LOS ANGELES — The American Civil Liberties Union, with unprecedented leverage and the backing of a number of county agencies, is demanding a major overhaul of state courts in Los Angeles to cope with the county's jail overcrowding crisis.
Jail population has swelled in the county from 8,000 to 22,000 in less than a decade.
The proposed overhaul, akin to putting the Superior Court on a war footing, is aimed at processing criminal cases more swiftly and is supported in principle by the sheriff, the district attorney and the public defender. It calls for more auxiliary judges and the use of more courtrooms for criminal cases. It would also cause a significant expansion of night court.
Cooperation From Courts
The ACLU's demands come as county officials say they have exhausted their ability to contain jail overcrowding with administrative measures and need active cooperation from the courts--a separate branch of government over which county officials have limited influence.
The ACLU, which has been working closely with county officials for years on the jail overcrowding problem, involved the courts a few months ago by threatening to add Superior Court judges as defendants in its longstanding jail overcrowding lawsuit against the county.
Superior Court judges, responding to the threat, agreed to conduct an experiment to measure their ability to reduce overcrowding. They agreed to devote a large number of civil courtrooms to handle criminal cases part time.
The judges killed most of the program after three months. How much impact it had is disputed.
County officials and the ACLU said it worked well, considering its limited scope. But judges said the speedup did not save enough jail beds to be worth increased delays for civil litigants, some of whom have to wait five years for their cases to be tried.
"We have to look at the whole system," said Richard P. Byrne, assistant presiding judge of the Los Angeles Superior Court. "What kind of integrity does the system have if the public has a dispute and they file it and it comes to court five or more years later? And we say, 'Don't solve your problems on the street. We've got a system here that's going to solve it for you.' . . . In five years? I mean, what kind of help are you getting?"
The ACLU responded to the judges' decision by going to federal court two weeks ago to ask U.S. District Judge William P. Gray to enforce some of his own orders in the jail overcrowding lawsuit.
Those orders, issued in 1979 when the ACLU first won the suit, require that the county's largest jail, Men's Central, operate at no more than 110% of its rated capacity and that each inmate be given a seat when made to wait for hours in certain crowded holding cells.
Enforcement of those orders has been held in abeyance for years as the ACLU worked cooperatively with county officials to ease crowding.

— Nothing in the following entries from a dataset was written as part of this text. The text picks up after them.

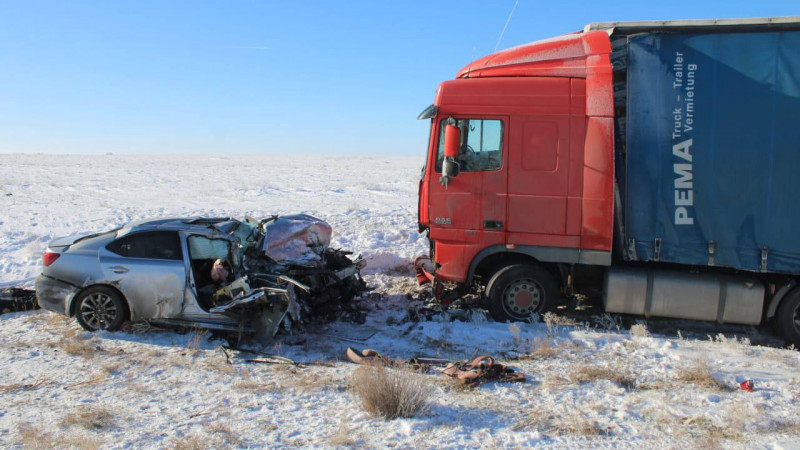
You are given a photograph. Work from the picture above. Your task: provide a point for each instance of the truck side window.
(481, 145)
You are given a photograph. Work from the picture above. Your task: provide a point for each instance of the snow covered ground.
(586, 386)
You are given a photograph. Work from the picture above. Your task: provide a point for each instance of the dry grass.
(390, 393)
(562, 421)
(89, 418)
(33, 438)
(542, 348)
(193, 442)
(88, 382)
(619, 375)
(344, 435)
(640, 330)
(72, 343)
(196, 342)
(703, 428)
(9, 388)
(251, 383)
(699, 374)
(223, 432)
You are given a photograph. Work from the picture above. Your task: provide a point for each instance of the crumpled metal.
(298, 239)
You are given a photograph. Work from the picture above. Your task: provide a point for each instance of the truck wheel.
(515, 293)
(100, 308)
(787, 318)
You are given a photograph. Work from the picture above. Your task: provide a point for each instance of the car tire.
(100, 308)
(787, 318)
(520, 292)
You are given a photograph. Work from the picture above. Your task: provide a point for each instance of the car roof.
(191, 224)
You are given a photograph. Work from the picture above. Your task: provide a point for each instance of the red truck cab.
(535, 186)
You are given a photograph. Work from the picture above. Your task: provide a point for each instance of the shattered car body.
(159, 271)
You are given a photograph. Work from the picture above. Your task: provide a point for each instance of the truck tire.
(787, 318)
(518, 292)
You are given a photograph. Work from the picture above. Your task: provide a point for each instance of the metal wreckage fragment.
(288, 275)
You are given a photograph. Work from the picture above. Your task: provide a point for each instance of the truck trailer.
(657, 163)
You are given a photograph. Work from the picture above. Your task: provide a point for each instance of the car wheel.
(518, 292)
(787, 318)
(100, 308)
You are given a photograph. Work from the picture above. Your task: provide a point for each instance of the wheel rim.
(796, 317)
(522, 298)
(98, 310)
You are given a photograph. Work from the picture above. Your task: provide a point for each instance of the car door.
(148, 268)
(199, 250)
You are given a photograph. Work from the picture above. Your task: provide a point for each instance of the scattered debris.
(16, 299)
(481, 369)
(470, 373)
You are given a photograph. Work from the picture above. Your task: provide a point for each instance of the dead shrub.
(699, 374)
(390, 393)
(618, 375)
(89, 418)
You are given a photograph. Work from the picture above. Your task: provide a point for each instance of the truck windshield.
(481, 145)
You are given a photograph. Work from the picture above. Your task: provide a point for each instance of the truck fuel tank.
(700, 296)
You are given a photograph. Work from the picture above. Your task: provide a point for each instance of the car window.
(481, 145)
(201, 247)
(148, 245)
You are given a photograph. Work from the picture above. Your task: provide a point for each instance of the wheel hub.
(522, 297)
(98, 310)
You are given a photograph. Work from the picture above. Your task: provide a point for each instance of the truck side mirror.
(452, 141)
(450, 168)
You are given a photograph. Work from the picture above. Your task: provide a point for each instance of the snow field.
(586, 387)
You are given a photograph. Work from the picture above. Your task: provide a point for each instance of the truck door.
(538, 177)
(475, 200)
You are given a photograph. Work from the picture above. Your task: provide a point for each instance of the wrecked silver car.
(214, 273)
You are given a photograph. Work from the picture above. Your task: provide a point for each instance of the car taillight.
(50, 258)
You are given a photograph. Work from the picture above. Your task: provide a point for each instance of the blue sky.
(271, 77)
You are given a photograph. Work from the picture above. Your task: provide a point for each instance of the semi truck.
(655, 164)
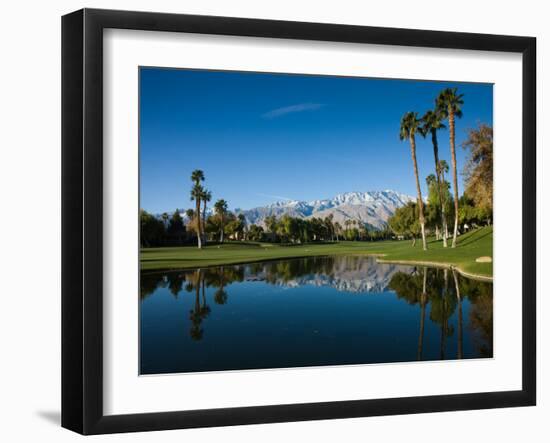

Prolonged enforcement now would likely result in release of a large number of sentenced misdemeanants since Men's Central Jail houses 8,000 inmates--1,200 more than its court-ordered cap--and other facilities are crowded as well, county officials said.
Also, because of logistical problems caused by the seating requirement, prolonged enforcement could cause significant disruptions for the Superior Court, the officials said.
About 1,800 inmates are bused to court each day. But there are only 753 holding cell seats. Thus, imposition of Gray's order would necessitate inmates being bused to court in shifts.
Los Angeles County Chief Deputy Dist. Atty. Gilbert Garcetti said if that happens, "I expect true chaos" for the courts, which would have to expand their hours.
He said his office is preparing a contingency plan to staff courts around the clock.
Garcetti predicted that it would take longer to resolve cases in such an atmosphere, and, as a result, overcrowding would get worse. Other county officials said they too believe chaos would result.
But Superior Court Executive Officer Frank Zolin said in an interview that he believes expanding court hours will not be necessary.
It appears likely that both sides will get a chance to find out who is correct.
Federal Judge Gray declared that he would begin enforcing his order next month unless the ACLU is convinced that the county and the Superior Court are making satisfactory progress toward solving jail overcrowding.
The ACLU says it will intervene only if the Superior Court agrees to a host of provisions aimed at cutting down pretrial delays--a central problem for the 60% of inmates in county jails who have not been convicted of any crimes.
These inmates are suffering overcrowded conditions while awaiting trials because they cannot afford to post bail.
Zolin said he expects the Superior Court's executive committee, composed of 20 judges, to consider the ACLU's demands next week.
But he indicated he did not expect the judges to be forced into hasty action by the ACLU, which he said was attempting to engage in "very polite blackmail."